Texas Telemedicine Services Were Provided in Accordance with State Requirements
Why OIG Did This Audit
Medicaid telemedicine services are health services delivered via telecommunication systems. A Medicaid patient located at a patient site uses audio and video equipment to communicate with a physician or licensed practitioner located at a distant site. Medicaid views telemedicine services as a cost-effective alternative to the more traditional face-to-face way of providing medical care.

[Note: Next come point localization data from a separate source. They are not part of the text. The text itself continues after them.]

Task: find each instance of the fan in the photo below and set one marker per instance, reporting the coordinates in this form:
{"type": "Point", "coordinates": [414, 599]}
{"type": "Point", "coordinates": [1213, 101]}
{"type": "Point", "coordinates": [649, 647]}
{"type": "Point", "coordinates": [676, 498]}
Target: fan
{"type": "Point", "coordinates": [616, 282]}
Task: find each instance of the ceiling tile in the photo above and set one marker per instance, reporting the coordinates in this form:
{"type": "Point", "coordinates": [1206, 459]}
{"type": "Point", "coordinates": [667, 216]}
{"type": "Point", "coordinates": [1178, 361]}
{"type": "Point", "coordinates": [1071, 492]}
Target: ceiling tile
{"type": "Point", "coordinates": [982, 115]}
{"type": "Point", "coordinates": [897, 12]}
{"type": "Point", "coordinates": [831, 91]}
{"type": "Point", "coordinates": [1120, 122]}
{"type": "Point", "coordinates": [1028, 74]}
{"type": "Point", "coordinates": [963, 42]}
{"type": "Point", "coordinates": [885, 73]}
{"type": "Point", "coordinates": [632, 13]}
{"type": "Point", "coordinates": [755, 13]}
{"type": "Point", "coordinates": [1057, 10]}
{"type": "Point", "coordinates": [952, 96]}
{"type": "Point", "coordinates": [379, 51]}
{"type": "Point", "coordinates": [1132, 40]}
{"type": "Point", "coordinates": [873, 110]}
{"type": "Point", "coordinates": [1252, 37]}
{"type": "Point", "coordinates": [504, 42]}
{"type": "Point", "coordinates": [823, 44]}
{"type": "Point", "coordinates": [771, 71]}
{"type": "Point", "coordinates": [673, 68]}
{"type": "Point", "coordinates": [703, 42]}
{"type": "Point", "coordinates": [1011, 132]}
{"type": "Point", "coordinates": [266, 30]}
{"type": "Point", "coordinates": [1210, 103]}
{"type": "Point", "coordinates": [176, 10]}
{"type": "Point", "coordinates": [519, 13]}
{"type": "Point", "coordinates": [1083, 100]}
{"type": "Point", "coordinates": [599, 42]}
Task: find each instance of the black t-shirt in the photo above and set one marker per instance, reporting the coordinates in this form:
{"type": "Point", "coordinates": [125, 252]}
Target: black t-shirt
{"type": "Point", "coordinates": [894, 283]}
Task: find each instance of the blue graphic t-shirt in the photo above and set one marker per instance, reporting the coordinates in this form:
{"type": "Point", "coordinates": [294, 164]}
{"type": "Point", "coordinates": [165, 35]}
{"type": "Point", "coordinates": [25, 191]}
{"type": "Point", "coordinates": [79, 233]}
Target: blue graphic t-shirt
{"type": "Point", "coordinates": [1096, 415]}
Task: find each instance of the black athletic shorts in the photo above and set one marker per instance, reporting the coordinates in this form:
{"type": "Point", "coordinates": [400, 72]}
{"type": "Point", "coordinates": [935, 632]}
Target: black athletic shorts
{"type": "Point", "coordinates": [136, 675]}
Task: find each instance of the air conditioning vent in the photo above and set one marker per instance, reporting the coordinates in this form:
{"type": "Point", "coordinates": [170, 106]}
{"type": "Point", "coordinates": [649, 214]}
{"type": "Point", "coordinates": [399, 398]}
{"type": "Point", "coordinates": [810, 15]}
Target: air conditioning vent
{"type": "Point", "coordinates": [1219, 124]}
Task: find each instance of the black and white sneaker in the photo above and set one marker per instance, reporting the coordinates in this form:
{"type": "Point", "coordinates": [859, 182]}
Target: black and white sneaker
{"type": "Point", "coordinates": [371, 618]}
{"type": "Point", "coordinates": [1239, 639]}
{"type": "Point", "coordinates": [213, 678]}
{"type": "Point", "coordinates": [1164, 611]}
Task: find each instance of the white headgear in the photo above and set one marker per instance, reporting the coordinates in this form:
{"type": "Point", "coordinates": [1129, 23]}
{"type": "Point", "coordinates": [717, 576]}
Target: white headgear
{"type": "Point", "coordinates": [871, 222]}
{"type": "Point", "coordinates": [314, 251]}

Medicaid programs have recently demonstrated increased interest in telemedicine services. This audit is one in a series of audits to determine whether selected States complied with Federal and State requirements when claiming Federal reimbursement for telemedicine services.
Our objective was to determine whether Telemedicine services were allowable in accordance with the Texas Medicaid requirements. Specifically, we reviewed whether these services met the technology, patient and provider location, and documentation requirements
How OIG Did This Audit
Our audit covered Medicaid telemedicine payments totaling $2.5 million ($1.4 million Federal share) made by Texas for services provided in 2015 and 2016. This was the most recent data available at the time we initiated our audit. We selected a judgmental sample of 40 client dates of service for review, totaling $2,836 ($1,661 Federal share).
What OIG Found
We determined that 39 of the 40 client dates of service we reviewed were allowable in accordance with the Texas Medicaid requirements. For the remaining client date of service, the provider submitted a claim for a professional service with the telemedicine modifier, however, we determined that it was a face to face visit and not a telemedicine service. This incorrect billing did not affect the Medicaid payment amount that the provider received.
What OIG Recommends and Texas Comments
This report contains no recommendations.
In written comments on our draft report, Texas agreed with our report and stated it had addressed the one compliance issue.